Israel's embattled leader is brushing off a new corruption probe that is raising questions about his ability to govern. As Robert Berger reports from VOA's Jerusalem bureau, the scandal is casting a shadow over a looming deadline in U.S.-sponsored peace talks.

Prime Minister Ehud Olmert opened the weekly Cabinet meeting by addressing new allegations of corruption that are threatening to topple him from power. The scandal has dominated the news in Israel since police investigators made a sudden visit to the Prime Minister's official residence on Friday for questioning.

The investigation is under a gag order, but media reports say police suspect Mr. Olmert received bribes or illegal campaign contributions.

Mr. Olmert said the investigation has unleashed "a wave of rumors", which he described as "malicious and wicked." He said that when the facts become clear, they will lay the rumors to rest.

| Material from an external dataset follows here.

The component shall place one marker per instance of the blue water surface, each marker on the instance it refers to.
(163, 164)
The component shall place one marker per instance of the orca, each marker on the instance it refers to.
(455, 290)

Mr. Olmert has been dogged by several scandals with regard to his conduct as an elected official before he became prime minister in 2006. The allegations include bribery, fraud and breach of trust, but he denies any wrongdoing and has never been convicted.

The new investigation highlights concerns that Mr. Olmert might be too weak to close a land-for-peace deal with the Palestinians. The scandal coincides with a visit by U.S. Secretary of State Condoleezza Rice, who is pushing for a peace agreement by the end of the year.

Mr. Olmert says he will continue to pursue peace with the Palestinians.

"I have an agenda as the prime minister of Israel," he said. "I intend to continue with this agenda and continue my job."

But opposition leaders are demanding Mr. Olmert's resignation, and Israel media say the new allegations are so serious that he may be forced to step down.